煽りに煽る森山周一郎の
OPナレーションに悶える!
私のハングマン・メモリーは初期に偏っている。いわゆるダーク路線で、悪への制裁が超ハードな頃だ。ポロリどころではないセクシーシーンも多かったし、大都会のど真ん中にパンツ一丁で転がすといった恐るべき処刑法なんぞザラであった。
そんな過激なハングマン・ワールドに、当時小学生のチビッ子だった私がハマッたのはなぜか? きっかけはYOU! 森山周一郎のナレーションである!

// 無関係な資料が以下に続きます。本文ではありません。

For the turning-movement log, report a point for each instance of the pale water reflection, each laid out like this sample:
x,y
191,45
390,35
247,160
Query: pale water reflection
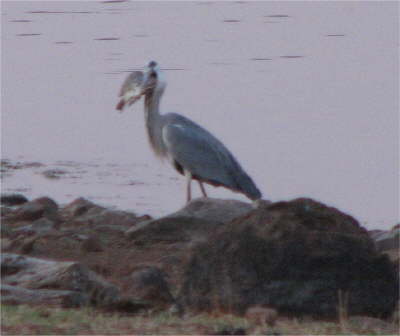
x,y
305,94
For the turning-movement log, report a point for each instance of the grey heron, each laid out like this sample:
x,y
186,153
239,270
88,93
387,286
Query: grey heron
x,y
193,151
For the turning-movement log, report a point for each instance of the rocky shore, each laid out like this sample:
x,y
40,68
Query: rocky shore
x,y
285,259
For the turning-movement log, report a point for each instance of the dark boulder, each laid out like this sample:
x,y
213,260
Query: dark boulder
x,y
42,207
193,223
148,284
386,240
295,257
12,199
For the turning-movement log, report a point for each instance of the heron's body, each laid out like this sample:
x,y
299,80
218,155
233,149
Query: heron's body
x,y
192,150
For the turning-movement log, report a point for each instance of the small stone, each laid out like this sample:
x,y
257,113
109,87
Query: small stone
x,y
92,244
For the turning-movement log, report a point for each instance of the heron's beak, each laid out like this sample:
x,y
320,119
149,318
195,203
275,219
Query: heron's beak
x,y
135,86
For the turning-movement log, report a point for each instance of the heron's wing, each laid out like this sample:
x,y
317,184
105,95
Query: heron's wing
x,y
199,152
131,89
132,82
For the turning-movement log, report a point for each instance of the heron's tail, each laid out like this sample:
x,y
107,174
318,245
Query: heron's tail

ジリジリと腹に響く激シブな声で煽りに煽るオープニングにさらわれ、気がつきゃハングマン自体が好きになっていた。
その12年後、映画「紅の豚」のポルコ・ロッソが同じ森山ボイスと知った時は、嬉しくて嬉しくて、彼が私のために豚になってくれたと思ったくらいだ。とんだ彼女気取りである。
森山周一郎のハングマン、そして芥川隆行の「不良少女と呼ばれて」、来宮良子の「ヤヌスの鏡」という三大ナレ―ションは、今でも脳内再生が余裕で可能ッ。涙腺を刺激するパンチすら健在だ!
最近は、彼らのようなドラマの基本設定を国家機密レベルで語ってくれる大風呂敷ナレーションが減ってしまったが、近々新たなレジェンドが登場すると信じている。